She read, presently, the rest of the letter. The child Clare was old for her age—sixteen in June—for she had been in her grandmother’s company for some years, and had taken over much of the running of the establishment She was much like her mother, Elizabeth. Thank goodness for that! thought Lady Thane. Elizabeth had been a beauty, and of a sweetness of disposition that was remarkable.

She could have taken after her father, mused Lady Thane. A man of mild enough character, but possessed of an unexpected stubbornness when it came to gambling away his fortune. The well-known Penryck resolution, while all very well on the battlefields of Europe, was sadly inappropriate at the gaming tables of the Dandy Club, combined as it was with a strong, if unmerited optimism.

If Lady Penryck wanted Clare’s godmother to launch her into society, the apprehension of a decided change in her way of living was daunting to Lady Thane. But no one had ever said that Helen Launceville did not do her duty, and no one ever should.

Referring once again to the letter, she deciphered the last paragraph. “I shall pray that you will take this charge upon yourself, and will be ever grateful. Clare would travel with her maid, two grooms, a footman, and the coachman, and I trust that you will allow Budge to remain with Clare. I would not have you put to the trouble...” There was more, but a cursory glance indicated that the rest of the letter was taken up with civilities, and not to the point.

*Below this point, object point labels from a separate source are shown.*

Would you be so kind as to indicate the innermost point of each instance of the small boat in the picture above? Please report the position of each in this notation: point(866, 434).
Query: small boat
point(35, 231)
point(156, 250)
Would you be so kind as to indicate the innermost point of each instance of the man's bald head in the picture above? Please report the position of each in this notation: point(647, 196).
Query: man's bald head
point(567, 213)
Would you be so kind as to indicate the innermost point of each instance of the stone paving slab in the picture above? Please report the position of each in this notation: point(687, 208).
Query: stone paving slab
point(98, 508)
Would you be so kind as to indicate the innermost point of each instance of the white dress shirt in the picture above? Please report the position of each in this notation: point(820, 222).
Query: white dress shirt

Hobbs dropped the light blue sarcenet over her mistress’s head. From the folds Lady Thane’s voice came muffled. “I must write at once. Poor child. It will be pleasant to have a young girl around the house again. I must answer all those invitations that came this morning, begging the courtesy of bringing my goddaughter. And the bedrooms, Hobbs”—her voice was clear again as the maid straightened the folds of the skirt—“I think the Blue Room will be the best. There is a smaller room next for the maid. What’s her name? Budge? And there will be all manner of arrangements needed—I vow I don’t know what to do first.”

“Perhaps Mr. Darrin would know?” said Hobbs with a straight face.

“I should say not! I believe I know what is best in my own house. I shall tell Darrin what I wish done.”

The conference with Darrin settled Lady Thane’s mind, and she could rest assured that her goddaughter’s comfort would be uppermost in the minds of her household. Lady Thane could then turn her thought to confiding in a few of her very
closest
friends, perhaps an even dozen of them, that her goddaughter—Elizabeth Tresillian’s daughter, you know—was on her way to London. Armed with promises of cards to balls, invitations to routs, and a general certitude that she had done what she could and all must wait now upon the arrival of the girl, Lady Thane declared to herself with unquenchable optimism that the girl must of necessity be biddable, very pretty, and sweet-natured. Lady Thane looked forward to an excessively successful season.

Casting her cares comfortably away, Lady Thane ordered her barouche and ordered her coachman, John Potter, to drive to the park. As usual, the pleasant motion of the carriage, the balmy May air upon her powdered cheeks, soothed her mind as she greeted her many acquaintances. Her matchmaking thoughts, stimulated by the faces she saw, came to the fore.

Ned Fenton, for example, bowing to her now. A splendid figure on horseback, and wealthy enough to overlook the lack of a dowry in a bride, if he could be attracted.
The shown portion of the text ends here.